After we’d been through the wash cycle and appropriately prepared, we had to simulate climbing up the side of a hull while the waves pounded us. Once up top we then had to jump back in the water, inflate our vests and do some team-survival exercises in the waves. And then, suitably tired, we had to try to get into the liferafts again. That is much more difficult than it sounds.

One time they heard I was a single-hander and made me try to get into one of the rafts alone. Wow – I almost couldn’t get in and only made it inside with the last of my strength.

Then we all put on our own offshore gear, including boots, and our own lifevests and got to see how waterlogged and heavy we became. 

Some were chosen for simulated helicopter rescue, and we got to try lifting fully clothed “survivors” out of the pool.

And one exercise showed me how important those spray-hoods are. The waves were set to shoreline break mode and participants were towed into the surf zone. Without a spray-hood they stood little chance of survival.

This part is for the extroverts who want everyone to see and hear them! But it’s also for the pyromaniacs as we get to set off smoke bombs, hand-held flares and get to shoot flare rockets as well.

Those hand-held flares are designed to keep burning until all the compound has been oxidized and they burn very hot. They might, if dropped, torch their way through a hull or ignite things – meaning we’d have to revisit things learned in lesson 1 above!

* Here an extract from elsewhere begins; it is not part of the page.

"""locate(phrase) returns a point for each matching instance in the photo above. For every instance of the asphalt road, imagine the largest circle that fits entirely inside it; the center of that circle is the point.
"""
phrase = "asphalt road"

This section of our training is purely theoretical. It is held my a marine doctor and discusses typical injuries aboard (burns, trauma, and sea-sickness) and how to deal with them in the short term and keep the patient alive in the long term.

Ashore in the first world the first-aid courses are geared to stabilizing the patient for 10-15 minutes until the professionals arrive. At sea one needs to take different action as help is going to be hours away at best and weeks away at worst.

Likewise the medicines (analgesics, antibiotics, salves) and tools (splints, bandages, monitoring equipment) are different from a standard home first-aid kit.

But I’ve attended advanced offshore medical courses and will go into more detail in that post.

What we couldn’t do for real in training had to be done in theory in class. Being a military base, we had real order in the classroom. Long benches with chairs upended on top, which we had to replace when leaving. The walls covered with schematics of corvettes and destroyers. And ABC warning posters and procedures. 

Some of those reading these pages won’t ever have seen overhead projectors that aren’t digital before, but those were still in use here.

As expected in Germany, we spent a good amount of time talking about legalities and correct procedures in all sorts of situations.